Use the first derivative test at the critical points to evaluate local extrema:- At \( x = -\frac{3\pi}{4} \), \( f'(x) \) changes from negative to positive, indicating a local minimum.- At \( x = \frac{\pi}{4} \), \( f'(x) \) changes from positive to negative, indicating a local maximum.

The second derivative helps determine concavity. Differentiate \( f'(x) \):\[ f''(x) = \frac{d}{dx}(e^x(\sin(x) + \cos(x))) = e^x(\sin(x) + \cos(x)) + e^x(\cos(x) - \sin(x)) \] Simplifying, \[ f''(x) = e^x(2\cos(x)) \].

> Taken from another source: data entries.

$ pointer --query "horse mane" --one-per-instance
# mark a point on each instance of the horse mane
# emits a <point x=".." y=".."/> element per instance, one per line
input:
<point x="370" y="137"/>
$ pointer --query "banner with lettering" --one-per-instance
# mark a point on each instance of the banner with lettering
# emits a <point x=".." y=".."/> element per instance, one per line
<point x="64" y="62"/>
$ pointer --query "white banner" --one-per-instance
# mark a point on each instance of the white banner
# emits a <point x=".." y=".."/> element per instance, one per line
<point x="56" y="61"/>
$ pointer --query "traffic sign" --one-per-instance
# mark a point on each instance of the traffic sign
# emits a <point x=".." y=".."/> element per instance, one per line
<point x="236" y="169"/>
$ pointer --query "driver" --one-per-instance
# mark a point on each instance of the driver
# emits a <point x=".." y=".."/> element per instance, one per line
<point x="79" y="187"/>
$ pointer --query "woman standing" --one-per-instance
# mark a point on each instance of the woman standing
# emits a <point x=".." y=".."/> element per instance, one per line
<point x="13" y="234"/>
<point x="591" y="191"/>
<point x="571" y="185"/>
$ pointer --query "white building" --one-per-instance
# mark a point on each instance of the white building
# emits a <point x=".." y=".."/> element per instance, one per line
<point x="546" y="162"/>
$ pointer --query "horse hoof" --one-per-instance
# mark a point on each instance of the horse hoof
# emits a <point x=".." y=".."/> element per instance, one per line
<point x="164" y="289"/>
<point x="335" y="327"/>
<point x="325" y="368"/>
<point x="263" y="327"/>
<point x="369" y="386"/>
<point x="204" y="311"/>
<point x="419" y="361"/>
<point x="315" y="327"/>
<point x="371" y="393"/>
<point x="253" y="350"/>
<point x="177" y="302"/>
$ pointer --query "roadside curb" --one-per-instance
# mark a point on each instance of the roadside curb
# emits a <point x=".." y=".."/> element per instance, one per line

Evaluate \( f''(x) = 0 \) to find potential inflection points. Solve \( 2\cos(x) = 0 \), giving \( \cos(x) = 0 \). Solutions in \([-\pi, \pi]\) are \( x = -\frac{\pi}{2}, \frac{\pi}{2} \). - \( f(-\pi, -\frac{\pi}{2}) \) is concave up since \( f''(x) > 0 \).- \( f(-\frac{\pi}{2}, \frac{\pi}{2}) \) is concave down since \( f''(x) < 0 \).- \( f(\frac{\pi}{2}, \pi) \) is concave up since \( f''(x) > 0 \).

Inflection points occur where \( f''(x) \) changes sign. From the second derivative test, this occurs at \( x = -\frac{\pi}{2}, \frac{\pi}{2} \).